Tuesday, November 24, 2009

Intelligent design makes headway

While the darwin-worshippers in academia keep bleating that intelligent design isn't going anywhere, engineers in the real world are more concerned about getting the job done so it's no surprise that they're swift to recognize design in nature. So the Biomimicry Institute is helping them do exactly that.
At first glance, a humpback whale and a wind turbine don’t have a lot in common. For that matter, neither do a shellfish and a sheet of plywood. But both sea creatures are the inspiration behind products designed using biomimicry, or looking to nature’s designs and processes to solve human problems.
People who work with design every day can see it in nature when they look clearly:
Instead of harvesting organisms, or domesticating them to accomplish a function for us, biomimicry differs from other "bio-approaches" by consulting organisms and ecosystems and applying the underlying design principles to our innovations.

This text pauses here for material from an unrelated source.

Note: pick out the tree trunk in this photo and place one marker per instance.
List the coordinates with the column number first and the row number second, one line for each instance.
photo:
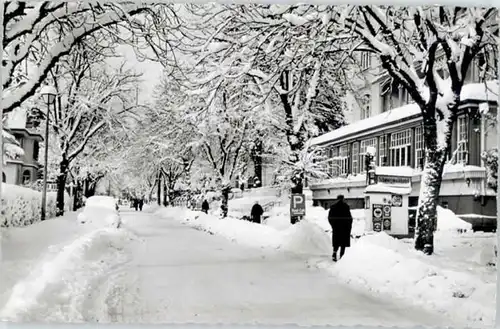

Bird beaks designed like bullet trains:
The Shinkansen Bullet Train of the West Japan Railway Company is the fastest train in the world, traveling 200 miles per hour. The problem? Noise. Air pressure changes produced large thunder claps every time the train emerged from a tunnel, causing residents one-quarter a mile away to complain. Eiji Nakatsu, the train's chief engineer and an avid bird-watcher, asked himself, "Is there something in Nature that travels quickly and smoothly between two very different mediums?" Modeling the front-end of the train after the beak of kingfishers, which dive from the air into bodies of water with very little splash to catch fish, resulted not only in a quieter train, but 15% less electricity use even while the train travels 10% faster.
But of course the kingfisher's beak just happened in some non-design way. At least that's what some people would really want you to believe, regardless of whether they really think that themselves.